Enactment of the European Union’s AI Act became official today, and the security industry will be watching as the world’s first major AI legislation is tested against the opportunities and challenges posed by the technology.
The AI Act provides AI developers and deployers with clear requirements and obligations regarding specific uses of AI. It also seeks to reduce administrative and financial burdens for business, in particular small- and medium-sized enterprises (SMEs).
The AI Act is part of a wider package of policy measures to support the development of trustworthy AI, which also includes the AI Innovation Package and the Coordinated Plan on AI. The rules aim to ensure AI systems respect fundamental rights, safety and ethical principles and by addressing risks of powerful and impactful AI models.
Security Industry Concern
AI has been a driving force for technology innovation in the security industry, which traditionally has been behind the adoption curve.
The Security Industry Association, ASIS International and International Biometrics+Identity Association shared a number of concerns about the pending EU AI regs several months ago in a letter to the European Union Commission.
Kara Klein, a spokesperson for SIA, said those concerns haven’t changed, and emphasized that avoiding a sweeping, categorical ban on biometric identification systems, particularly facial recognition technology, is a step in the right direction.

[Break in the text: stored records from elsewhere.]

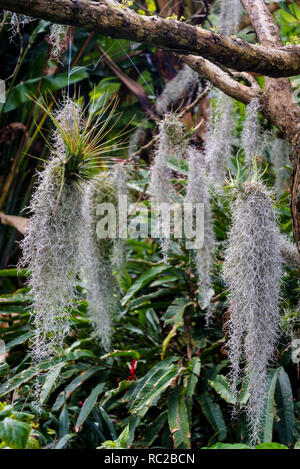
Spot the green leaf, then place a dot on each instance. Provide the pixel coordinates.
(143, 280)
(269, 408)
(174, 313)
(270, 446)
(88, 405)
(49, 383)
(21, 339)
(285, 409)
(64, 421)
(152, 430)
(178, 420)
(108, 422)
(222, 387)
(75, 383)
(151, 386)
(14, 433)
(193, 368)
(214, 415)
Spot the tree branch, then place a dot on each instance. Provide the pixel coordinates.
(110, 18)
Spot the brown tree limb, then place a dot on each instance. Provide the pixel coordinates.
(109, 18)
(220, 79)
(277, 100)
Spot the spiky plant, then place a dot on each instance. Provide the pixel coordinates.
(218, 150)
(185, 81)
(252, 271)
(50, 246)
(198, 192)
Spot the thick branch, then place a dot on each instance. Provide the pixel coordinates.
(220, 79)
(109, 18)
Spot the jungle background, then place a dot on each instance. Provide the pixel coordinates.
(95, 399)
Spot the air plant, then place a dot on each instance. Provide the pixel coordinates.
(252, 271)
(50, 246)
(56, 39)
(289, 251)
(185, 81)
(198, 192)
(279, 153)
(95, 258)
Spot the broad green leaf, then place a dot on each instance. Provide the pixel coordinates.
(108, 422)
(26, 375)
(88, 405)
(222, 387)
(153, 430)
(214, 415)
(64, 421)
(149, 387)
(14, 433)
(50, 381)
(143, 280)
(285, 408)
(192, 380)
(174, 313)
(178, 420)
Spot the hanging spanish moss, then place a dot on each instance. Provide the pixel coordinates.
(49, 252)
(135, 141)
(56, 39)
(218, 150)
(184, 82)
(289, 252)
(95, 259)
(250, 134)
(197, 192)
(252, 270)
(120, 178)
(50, 246)
(171, 143)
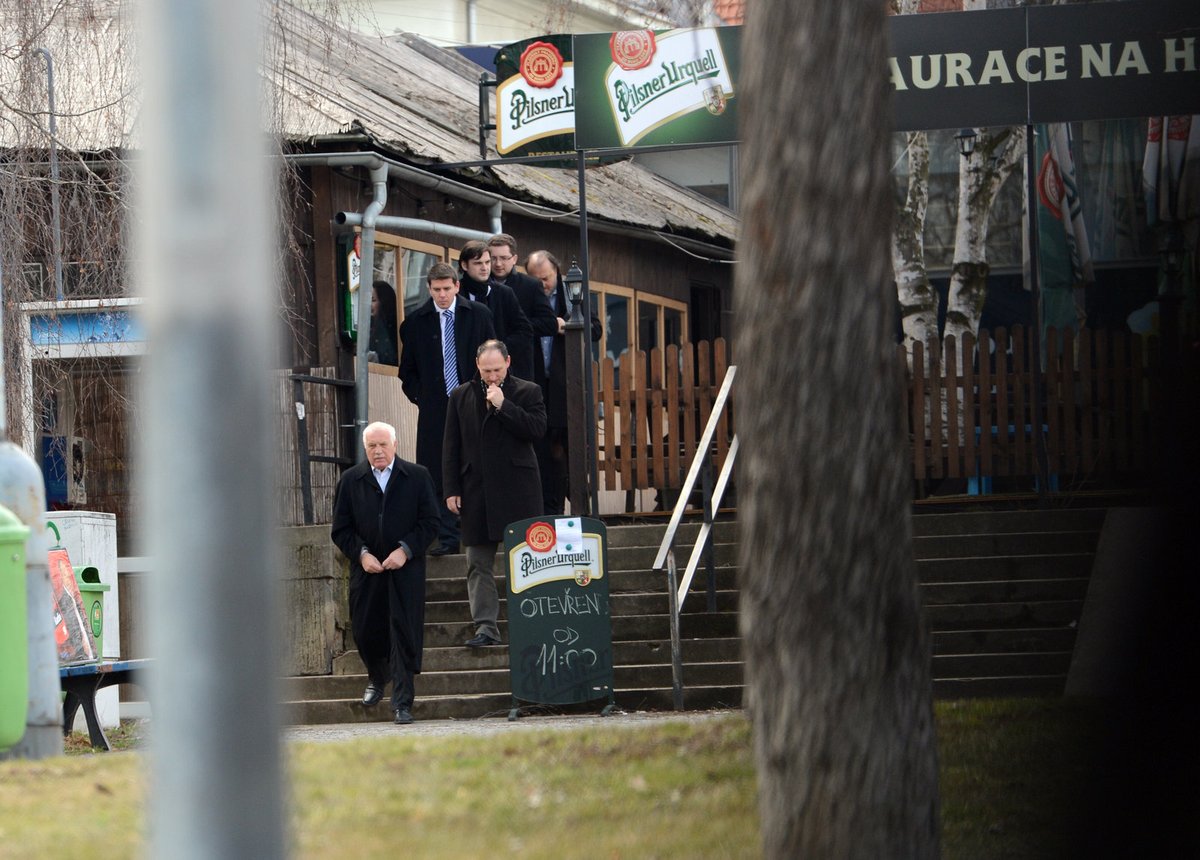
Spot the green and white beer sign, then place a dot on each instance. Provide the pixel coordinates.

“In the same vein, SIA welcomes the refinement of the restrictions on AI systems used for categorization and other analytics to more specific use cases of concern, and that inherently low-risk applications of biometric technologies for user verification and similar functions are not subjected to high-risk requirements,” the organization has said.

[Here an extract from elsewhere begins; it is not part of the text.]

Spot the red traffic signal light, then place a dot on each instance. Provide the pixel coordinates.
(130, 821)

Specifically, the AI Act creates a certification regime for uses of the transformative technology in "high-risk" applications, such as law enforcement and employment.
The EU hopes that by laying down strict rules relatively early in the technology's development it will address potential dangers in time and help shape the international agenda for regulating AI.
AI systems intended for use in high-risk areas will have to meet various standards spanning transparency, accuracy, cybersecurity and quality of training data. Such systems will have to obtain certification from approved bodies before they can be put on the EU market. A new commission body called the AI Office will oversee EU-wide enforcement.
Some AI uses -- such as Chinese-style social credit scoring - will be banned outright.
There are also more basic rules for general purpose systems that may be used in various situations -- some high-risk, others not. For example, providers of such systems will have to keep certain technical documents for audit.
From now on, providers of especially powerful general purpose AI systems must notify the commission if their system possesses certain technical capabilities. Unless the provider can prove that their system poses no serious risk, the commission could designate it as a "general-purpose AI model with systemic risk," after which stricter risk-mitigation rules would apply.
AI-generated content such as images, sound or text would also have to be marked as such to protect against misleading deepfake material.
The maximum fine possible in the AI Act -- for using an AI system for a specific banned purpose -- is up to $38 million or 7% of a company's annual revenue.
Fines for infringements of the AI Act's other legal obligations can be up to 3% of revenue while supplying incorrect information to regulators can be up to 1.5%. The fines would be capped lower for EU bodies that break the rules.
U.S. Regs in Discussion Stage
In Washington, following the executive order issued by President Biden about the safe, secure and trustworthy development and use of AI, there have been highly publicized meetings between Big Tech and the Biden Administration and now a handful of bills under consideration.
Two of the bills received committee approval this week just prior to August recess, said Jake Parker, SIA's Senior Director of Government Relations. One is U.S. Senator Gary Peter’s Prepared for AI Act, which deals with federal agency use. and Senator John Thune’s Artificial Intelligence (AI) Research, Innovation, and Accountability Act -- which would have broader private sector applicability.
Parker said his understanding is the bills are still in the discussion stage and Congress will likely not take up any sweeping AI initiativers this year.
The National Institute of Standards and Technology is also holding discussions with the public and private sectors to develop federal standards for the creation of reliable, robust and trustworthy AI systems.
With no federal legislation appearing imminent, many states have been forced to take their own steps. The National Council of State Legislatures reported in June that in the 2024 legislative session, at least 40 states, Puerto Rico, the Virgin Islands and Washington, D.C., introduced AI bills, and six states, Puerto Rico and the Virgin Islands adopted resolutions or enacted legislation.
The state actions ranged from creating a task force to requiring schools and universities to adopt policies on AI use by students and instructors, to providing grants to school district to implement AI in support of students and teachers. Colorado passed a law requiring developers and deployers of high-risk AI systems to use reasonable care to avoid algorithmic discrimination, and the state mandated disclosures to consumers.
dpa GmbH, via distribution by Tribune Content Agency contributed to this article.